Love, Anger, Madness_ A Haitian Trilogy - Marie Chauvet [79]
After killing Félicia, I will put the dagger in her hand. They will say: “She committed suicide because she couldn’t bear to leave the country, poor Madame Luze!”
The cat is dead. I followed it, lured it with fresh fish, raised my hand high and struck. From my window, I look upon its dead body. It collapsed in the yard beneath my window. Its legs are already stiff. Its lips, curled in an awful grin, reveal sharp white teeth. “Good riddance!” Augustine will exclaim when she sees it. And Mme Audier will mourn it in good form, lamenting the demise of this sly and deceitful animal she never thought to feed in its lifetime.
Before it dropped dead, the cat looked at me. This is what I can’t forget: its eyes. Pathetic! A cat! Nothing but a cat! And yet I’m gnawed by remorse. Is it because in my eyes it was innocent?
The thought of crime haunts me. It is eating away at me. I feel as weak as a convalescent. What am I waiting for? Sleep has fled from me. I think of Jane. I think about her little one and I want to scream.
I am ready; Félicia is alone in her room. I am going to go in. In the meantime, I practice killing her in my head.

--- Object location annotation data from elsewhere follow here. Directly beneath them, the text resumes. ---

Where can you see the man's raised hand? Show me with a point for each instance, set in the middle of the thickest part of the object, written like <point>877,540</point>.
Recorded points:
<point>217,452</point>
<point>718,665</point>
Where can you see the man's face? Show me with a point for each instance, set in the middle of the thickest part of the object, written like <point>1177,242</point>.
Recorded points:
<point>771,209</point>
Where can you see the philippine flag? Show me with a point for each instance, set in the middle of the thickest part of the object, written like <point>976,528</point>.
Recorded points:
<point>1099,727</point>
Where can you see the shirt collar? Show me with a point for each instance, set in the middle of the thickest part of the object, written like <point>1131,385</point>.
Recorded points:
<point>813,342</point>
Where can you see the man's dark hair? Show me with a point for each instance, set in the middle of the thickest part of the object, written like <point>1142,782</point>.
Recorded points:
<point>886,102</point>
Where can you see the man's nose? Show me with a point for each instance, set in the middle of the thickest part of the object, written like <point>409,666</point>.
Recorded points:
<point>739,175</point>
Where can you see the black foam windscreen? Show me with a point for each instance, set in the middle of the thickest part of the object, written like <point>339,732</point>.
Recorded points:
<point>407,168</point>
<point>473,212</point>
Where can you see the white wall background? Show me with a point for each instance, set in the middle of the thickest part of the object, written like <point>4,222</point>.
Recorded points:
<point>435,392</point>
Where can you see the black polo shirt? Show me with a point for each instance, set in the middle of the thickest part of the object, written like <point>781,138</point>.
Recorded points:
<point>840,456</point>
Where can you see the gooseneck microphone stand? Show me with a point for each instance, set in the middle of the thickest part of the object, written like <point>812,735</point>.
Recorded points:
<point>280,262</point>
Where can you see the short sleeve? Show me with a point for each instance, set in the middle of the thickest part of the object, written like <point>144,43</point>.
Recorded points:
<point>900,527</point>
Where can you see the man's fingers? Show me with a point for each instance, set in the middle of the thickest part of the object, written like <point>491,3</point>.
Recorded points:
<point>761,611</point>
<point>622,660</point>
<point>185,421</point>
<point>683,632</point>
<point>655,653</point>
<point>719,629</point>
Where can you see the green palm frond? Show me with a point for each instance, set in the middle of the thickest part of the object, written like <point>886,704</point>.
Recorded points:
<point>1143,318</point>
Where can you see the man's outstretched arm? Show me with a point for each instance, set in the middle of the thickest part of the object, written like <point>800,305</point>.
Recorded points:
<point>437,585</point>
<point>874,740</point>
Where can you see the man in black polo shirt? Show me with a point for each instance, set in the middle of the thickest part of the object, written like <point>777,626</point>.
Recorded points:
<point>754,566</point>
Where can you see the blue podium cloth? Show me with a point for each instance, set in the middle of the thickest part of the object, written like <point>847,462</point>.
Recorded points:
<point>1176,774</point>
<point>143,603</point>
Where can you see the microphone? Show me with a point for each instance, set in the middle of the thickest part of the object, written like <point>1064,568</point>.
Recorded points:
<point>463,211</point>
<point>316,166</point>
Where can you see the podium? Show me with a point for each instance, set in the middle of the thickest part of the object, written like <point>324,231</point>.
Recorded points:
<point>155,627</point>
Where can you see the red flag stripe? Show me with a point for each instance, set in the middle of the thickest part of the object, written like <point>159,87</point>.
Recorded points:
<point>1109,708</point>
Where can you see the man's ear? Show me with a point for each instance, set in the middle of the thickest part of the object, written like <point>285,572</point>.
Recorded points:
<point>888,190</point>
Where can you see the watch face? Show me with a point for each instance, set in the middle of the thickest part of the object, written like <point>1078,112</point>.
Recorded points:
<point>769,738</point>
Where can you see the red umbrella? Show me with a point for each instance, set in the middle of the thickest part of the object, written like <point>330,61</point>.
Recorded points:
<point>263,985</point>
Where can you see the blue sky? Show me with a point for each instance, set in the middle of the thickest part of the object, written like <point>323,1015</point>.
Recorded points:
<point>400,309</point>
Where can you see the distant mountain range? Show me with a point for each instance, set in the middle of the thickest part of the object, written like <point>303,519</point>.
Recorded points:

My teeth chatter. I bite my fist. I’m nauseous, sick to my stomach. My mind is blank. No, no! I mustn’t admit that I will never have the courage to kill Félicia. I will die instead of her. It is time for me to put an end to these desperate struggles. I’m burning up. Is it fever? So much the better! Come, delirium. It will give me a taste of death in life. I am used to burying myself all on my own. These plunges into the void are comforting. I hope they will spare me from reality’s torments. Thanks to them, I’ve become familiar with the idea of death. It doesn’t frighten me. I have my very own coat of mail, my own shell and insulation: my imagination.

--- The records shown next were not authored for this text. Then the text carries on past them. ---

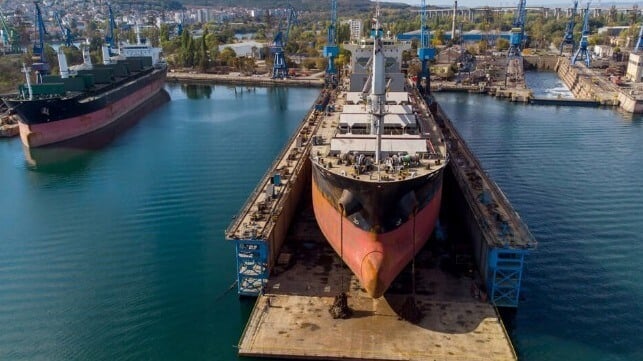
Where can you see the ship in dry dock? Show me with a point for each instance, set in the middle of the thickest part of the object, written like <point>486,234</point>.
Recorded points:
<point>377,172</point>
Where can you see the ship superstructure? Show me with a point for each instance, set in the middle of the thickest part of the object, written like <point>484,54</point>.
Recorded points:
<point>377,167</point>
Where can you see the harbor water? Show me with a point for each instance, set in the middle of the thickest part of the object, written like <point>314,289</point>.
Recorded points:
<point>119,252</point>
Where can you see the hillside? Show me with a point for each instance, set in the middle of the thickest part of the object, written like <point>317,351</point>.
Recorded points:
<point>312,5</point>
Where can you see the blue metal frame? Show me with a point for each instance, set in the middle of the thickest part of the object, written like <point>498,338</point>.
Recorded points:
<point>505,276</point>
<point>583,53</point>
<point>252,266</point>
<point>568,39</point>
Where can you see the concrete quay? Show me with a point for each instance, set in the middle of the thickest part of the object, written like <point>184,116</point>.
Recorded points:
<point>238,79</point>
<point>291,319</point>
<point>442,307</point>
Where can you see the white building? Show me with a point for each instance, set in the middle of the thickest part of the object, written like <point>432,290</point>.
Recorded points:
<point>248,49</point>
<point>356,29</point>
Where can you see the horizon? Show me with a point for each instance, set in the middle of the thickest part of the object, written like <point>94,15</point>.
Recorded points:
<point>511,3</point>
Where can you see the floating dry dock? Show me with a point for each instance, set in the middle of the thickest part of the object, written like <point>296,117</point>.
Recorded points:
<point>283,259</point>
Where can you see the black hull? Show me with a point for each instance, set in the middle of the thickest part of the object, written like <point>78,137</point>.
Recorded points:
<point>378,207</point>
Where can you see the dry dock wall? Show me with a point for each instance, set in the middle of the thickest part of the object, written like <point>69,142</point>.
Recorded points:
<point>260,228</point>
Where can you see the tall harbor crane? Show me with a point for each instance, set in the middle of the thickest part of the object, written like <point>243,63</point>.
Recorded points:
<point>518,31</point>
<point>40,64</point>
<point>331,50</point>
<point>65,32</point>
<point>515,71</point>
<point>426,53</point>
<point>568,39</point>
<point>639,43</point>
<point>10,38</point>
<point>280,67</point>
<point>582,52</point>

Blood hammers my temples. Hammer blows raining on metal, my head bursts, blood runs down my face. There is some on my sheets, my shirt, on the floor, everywhere. No, it’s not true. I’m the one seeing red. From anger. I’m angry with myself. I overestimated myself and seeing my cowardice makes me sick.
I am nothing but a heap of mutilated flesh. I’m the one dying, murdered. The dagger buried somewhere in my body. I don’t know where exactly. Ah! The hemorrhage of despair! Oh, to disappear! If only I could disappear without leaving a trace. It’s impossible. One doesn’t disappear that way. I exist. I am free, face-to-face with myself. I must act and this time I must not fail. Will I be up to it? Yes. My pride is intact. It will back me. The moon smiling in the sky scoffs at me. Its serenity reminds me of Félicia’s. Flashes from the past! The long and tedious unreeling of the sad film of my life …

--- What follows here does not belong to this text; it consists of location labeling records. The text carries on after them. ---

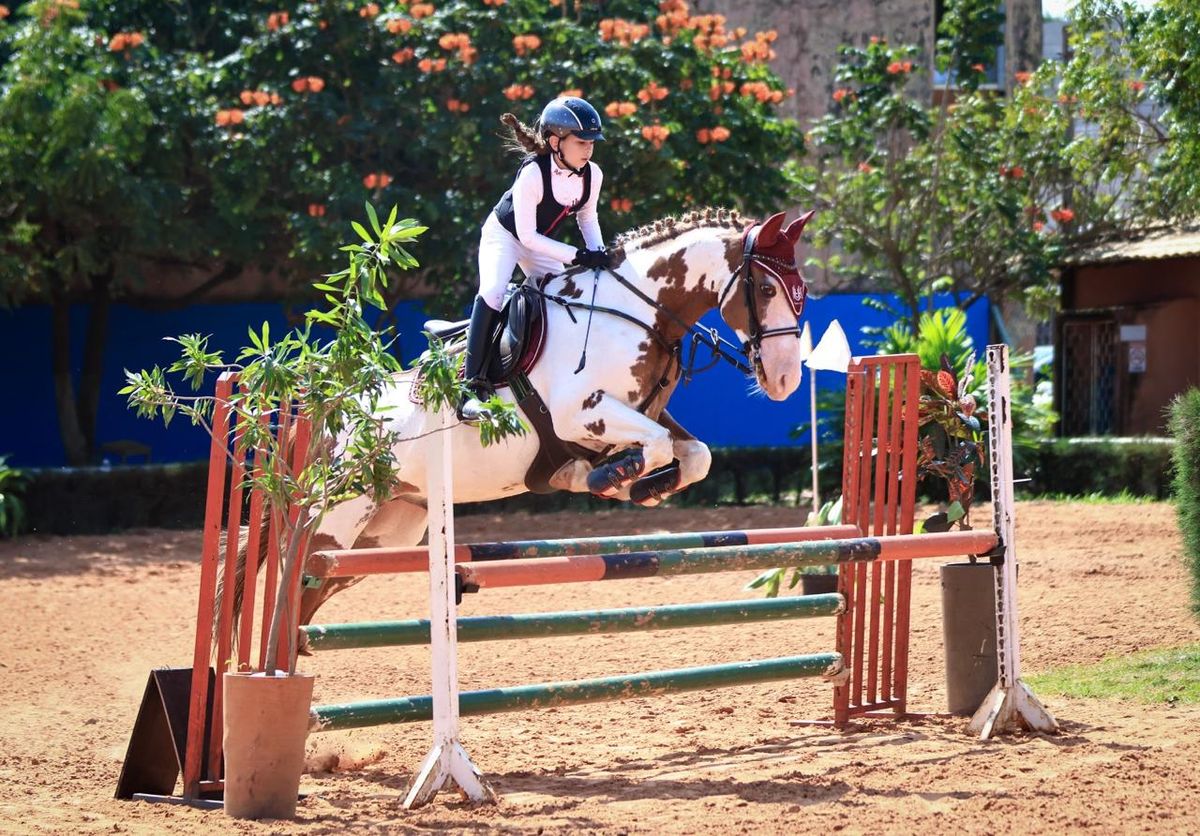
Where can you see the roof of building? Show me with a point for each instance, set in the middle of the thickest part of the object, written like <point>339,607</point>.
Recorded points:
<point>1152,246</point>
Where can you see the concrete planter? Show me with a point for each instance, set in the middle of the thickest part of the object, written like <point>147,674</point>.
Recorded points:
<point>969,631</point>
<point>265,727</point>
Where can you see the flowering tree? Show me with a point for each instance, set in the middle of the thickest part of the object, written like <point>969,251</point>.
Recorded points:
<point>235,137</point>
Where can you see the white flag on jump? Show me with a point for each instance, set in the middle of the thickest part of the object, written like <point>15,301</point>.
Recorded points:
<point>832,353</point>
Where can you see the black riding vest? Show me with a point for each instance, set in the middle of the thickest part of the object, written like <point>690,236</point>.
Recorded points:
<point>551,214</point>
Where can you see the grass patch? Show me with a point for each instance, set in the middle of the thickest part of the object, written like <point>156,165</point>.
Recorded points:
<point>1096,498</point>
<point>1163,677</point>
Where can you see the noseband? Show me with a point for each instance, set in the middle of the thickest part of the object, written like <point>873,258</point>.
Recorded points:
<point>751,347</point>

Contradictory feelings claw at each other within me. I am seething with them. My heart is in shreds. What can be done without passion? The lukewarm are like reptiles: they crawl on all fours or drag themselves about. I don’t envy them. I’d rather croak standing. Who says suicide is an act of cowardice? That’s just an easy excuse to resign ourselves to living with our disgust, filthy puppets that we are with a hole in our stomachs to be filled three times a day! At last, like some vigilante, I’ve accosted life. I imagine grabbing it by the collar. I am deciding my own fate. I juggle my own existence! I’m drunk! I clench my fist tightly.